Legal services embrace technological shift

Recent research has indicated that patent filings for new legal services technology has seen a global growth of 484% over the past five years.

Conducted by Thomson Reuters, the findings have been interpreted to indicate the change in the delivery of legal services following the growth of technology, as well as the resulting impact on law firms.

One of the key factors that the research draws attention to is the implementation of technology within firms and the extent of this role. It is a given that some processes may be suited to automation, namely those simple yet important tasks which require a ‘tick-box’ approach. In delegating this kind of activity on to a computer, the burden is shifted from employees who are then able to spend their time on more valuable tasks.

As well as improving the practice and resource management within law firms, improvement of consumer experience has also been cited as a key reason for harnessing technology. As well as being recognised as an effective way of clarifying the legal process for consumers, digitisation has also been implemented to improve usability and connectivity between the provider and the consumer. Through the use of tools such as instant messaging and progress reports, consumers are able to access real-time feedback on their legal query, reducing the need for additional communication. In turn, this simplifies and streamlines the process, cutting both costs and time.

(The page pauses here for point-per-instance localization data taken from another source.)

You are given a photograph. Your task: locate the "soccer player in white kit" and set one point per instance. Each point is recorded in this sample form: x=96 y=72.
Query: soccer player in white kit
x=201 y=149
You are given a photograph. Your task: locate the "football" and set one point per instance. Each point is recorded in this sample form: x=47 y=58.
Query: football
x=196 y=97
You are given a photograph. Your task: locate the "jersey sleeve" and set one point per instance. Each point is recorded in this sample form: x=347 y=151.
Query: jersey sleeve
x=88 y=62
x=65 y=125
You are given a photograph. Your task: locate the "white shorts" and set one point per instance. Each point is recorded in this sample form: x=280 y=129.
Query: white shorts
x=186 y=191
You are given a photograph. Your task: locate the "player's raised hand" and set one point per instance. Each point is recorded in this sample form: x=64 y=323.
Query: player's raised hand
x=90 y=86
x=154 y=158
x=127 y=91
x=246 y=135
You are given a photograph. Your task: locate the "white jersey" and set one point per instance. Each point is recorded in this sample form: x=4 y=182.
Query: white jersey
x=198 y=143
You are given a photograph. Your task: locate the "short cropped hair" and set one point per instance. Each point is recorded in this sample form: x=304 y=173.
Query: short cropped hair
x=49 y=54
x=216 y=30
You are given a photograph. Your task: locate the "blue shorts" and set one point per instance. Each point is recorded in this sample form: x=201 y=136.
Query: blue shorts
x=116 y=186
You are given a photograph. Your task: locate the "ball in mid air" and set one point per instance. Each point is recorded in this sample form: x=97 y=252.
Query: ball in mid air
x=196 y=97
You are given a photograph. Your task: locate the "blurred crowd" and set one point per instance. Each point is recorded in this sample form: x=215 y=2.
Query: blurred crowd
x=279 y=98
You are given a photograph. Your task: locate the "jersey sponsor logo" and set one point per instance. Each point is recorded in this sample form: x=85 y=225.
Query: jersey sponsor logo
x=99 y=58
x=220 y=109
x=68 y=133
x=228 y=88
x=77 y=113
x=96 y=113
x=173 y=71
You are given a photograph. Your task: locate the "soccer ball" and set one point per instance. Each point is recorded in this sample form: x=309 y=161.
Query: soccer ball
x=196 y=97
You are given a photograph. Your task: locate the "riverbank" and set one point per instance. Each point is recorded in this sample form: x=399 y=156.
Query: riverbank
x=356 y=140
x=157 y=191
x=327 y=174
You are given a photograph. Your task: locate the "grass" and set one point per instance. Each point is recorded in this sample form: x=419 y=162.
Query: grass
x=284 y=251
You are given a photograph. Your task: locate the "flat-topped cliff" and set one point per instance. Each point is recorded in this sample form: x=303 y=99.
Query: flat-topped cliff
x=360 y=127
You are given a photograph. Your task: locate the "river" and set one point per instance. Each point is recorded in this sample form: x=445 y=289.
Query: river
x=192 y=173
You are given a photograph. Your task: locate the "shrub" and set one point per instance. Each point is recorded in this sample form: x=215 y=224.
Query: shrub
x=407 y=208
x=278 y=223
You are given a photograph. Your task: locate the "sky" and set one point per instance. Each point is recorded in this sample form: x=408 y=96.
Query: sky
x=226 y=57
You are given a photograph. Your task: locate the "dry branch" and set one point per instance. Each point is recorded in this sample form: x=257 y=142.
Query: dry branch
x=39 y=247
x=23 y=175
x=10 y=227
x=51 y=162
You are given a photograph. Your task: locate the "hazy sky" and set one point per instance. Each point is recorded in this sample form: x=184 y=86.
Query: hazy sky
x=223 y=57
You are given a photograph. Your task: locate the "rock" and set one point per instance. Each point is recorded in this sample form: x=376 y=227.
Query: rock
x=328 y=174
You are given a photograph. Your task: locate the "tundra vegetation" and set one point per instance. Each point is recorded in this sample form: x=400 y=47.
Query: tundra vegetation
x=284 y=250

These factors have underpinned HM Land Registry’s digital overhaul, which has been a key player in the property sectors’ movement toward greater use of technology. With an aim to improve the user experience, their data-driven goal filters through every part of the organisation, with a focus on harnessing technology for the benefit of all involved in the property transaction. New services include consumer access to progress on their transaction as well as a push toward digital signatures. Rather than just theoretical improvements, the technological shift has been met with positive feedback from consumers. Of those that have tested their Application Enquiry service, for example, 82% stated that it was excellent, a proportion which the Registry is continually striving to increase.

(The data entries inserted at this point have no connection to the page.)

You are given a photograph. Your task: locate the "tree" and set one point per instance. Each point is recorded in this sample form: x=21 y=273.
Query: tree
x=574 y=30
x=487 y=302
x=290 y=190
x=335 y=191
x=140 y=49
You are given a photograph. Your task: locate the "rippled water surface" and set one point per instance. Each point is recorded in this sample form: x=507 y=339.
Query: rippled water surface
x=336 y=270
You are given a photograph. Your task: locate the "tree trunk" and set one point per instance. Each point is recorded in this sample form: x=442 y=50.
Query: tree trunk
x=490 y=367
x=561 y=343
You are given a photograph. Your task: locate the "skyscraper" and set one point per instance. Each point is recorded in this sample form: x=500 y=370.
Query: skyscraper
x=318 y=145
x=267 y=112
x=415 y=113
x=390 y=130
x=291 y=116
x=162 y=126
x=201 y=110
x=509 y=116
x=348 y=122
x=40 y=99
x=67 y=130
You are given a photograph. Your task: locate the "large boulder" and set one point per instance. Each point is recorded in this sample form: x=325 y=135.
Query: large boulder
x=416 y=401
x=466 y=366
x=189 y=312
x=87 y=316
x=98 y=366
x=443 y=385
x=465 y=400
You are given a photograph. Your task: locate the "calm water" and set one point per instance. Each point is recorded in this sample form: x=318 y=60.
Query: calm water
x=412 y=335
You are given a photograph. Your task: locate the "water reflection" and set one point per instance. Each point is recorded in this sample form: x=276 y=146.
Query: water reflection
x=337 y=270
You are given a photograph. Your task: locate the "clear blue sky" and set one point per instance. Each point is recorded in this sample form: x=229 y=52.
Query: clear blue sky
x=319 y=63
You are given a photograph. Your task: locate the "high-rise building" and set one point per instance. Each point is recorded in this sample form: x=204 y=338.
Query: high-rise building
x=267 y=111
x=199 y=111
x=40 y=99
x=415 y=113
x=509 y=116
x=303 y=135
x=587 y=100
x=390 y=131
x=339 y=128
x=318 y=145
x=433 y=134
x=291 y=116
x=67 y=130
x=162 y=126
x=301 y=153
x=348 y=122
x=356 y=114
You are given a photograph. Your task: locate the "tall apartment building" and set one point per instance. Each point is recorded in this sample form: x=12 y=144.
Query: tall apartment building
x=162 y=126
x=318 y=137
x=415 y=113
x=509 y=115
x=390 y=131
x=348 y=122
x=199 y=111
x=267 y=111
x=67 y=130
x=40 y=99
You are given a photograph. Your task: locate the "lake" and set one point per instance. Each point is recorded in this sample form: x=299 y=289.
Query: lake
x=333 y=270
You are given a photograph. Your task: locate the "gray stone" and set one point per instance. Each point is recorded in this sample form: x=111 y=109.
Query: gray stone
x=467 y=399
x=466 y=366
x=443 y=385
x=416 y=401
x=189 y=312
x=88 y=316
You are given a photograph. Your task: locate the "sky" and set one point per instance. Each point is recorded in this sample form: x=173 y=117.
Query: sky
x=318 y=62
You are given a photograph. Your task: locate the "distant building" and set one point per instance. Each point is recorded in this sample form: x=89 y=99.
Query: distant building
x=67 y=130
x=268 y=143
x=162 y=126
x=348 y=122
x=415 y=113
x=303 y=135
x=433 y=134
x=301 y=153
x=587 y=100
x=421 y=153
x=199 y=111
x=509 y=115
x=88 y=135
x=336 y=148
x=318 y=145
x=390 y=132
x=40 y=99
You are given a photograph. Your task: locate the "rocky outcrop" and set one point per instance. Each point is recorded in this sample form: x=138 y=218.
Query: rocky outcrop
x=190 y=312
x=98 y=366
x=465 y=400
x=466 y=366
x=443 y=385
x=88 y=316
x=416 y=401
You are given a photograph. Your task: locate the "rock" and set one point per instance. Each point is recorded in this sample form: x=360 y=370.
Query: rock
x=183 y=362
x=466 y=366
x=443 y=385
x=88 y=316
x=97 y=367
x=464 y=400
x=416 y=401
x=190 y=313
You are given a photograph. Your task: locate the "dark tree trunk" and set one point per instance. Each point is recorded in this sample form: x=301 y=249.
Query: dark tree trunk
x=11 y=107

Whilst legal services technology is bound to be a step in the right direction, that doesn’t mean it’s without its flaws. With the systems and processes moving online, the need to implement effective protection methods will only increase. Although saving client data in the ‘cloud’ will improve accessibility within a firm, it will also make it much easier for criminals to access large volumes of sensitive data remotely.

Whilst embracing technology within legal service delivery is key for firm development, it is also vital that firms acknowledge the associated risks and implement effective strategies on a firm-wide basis.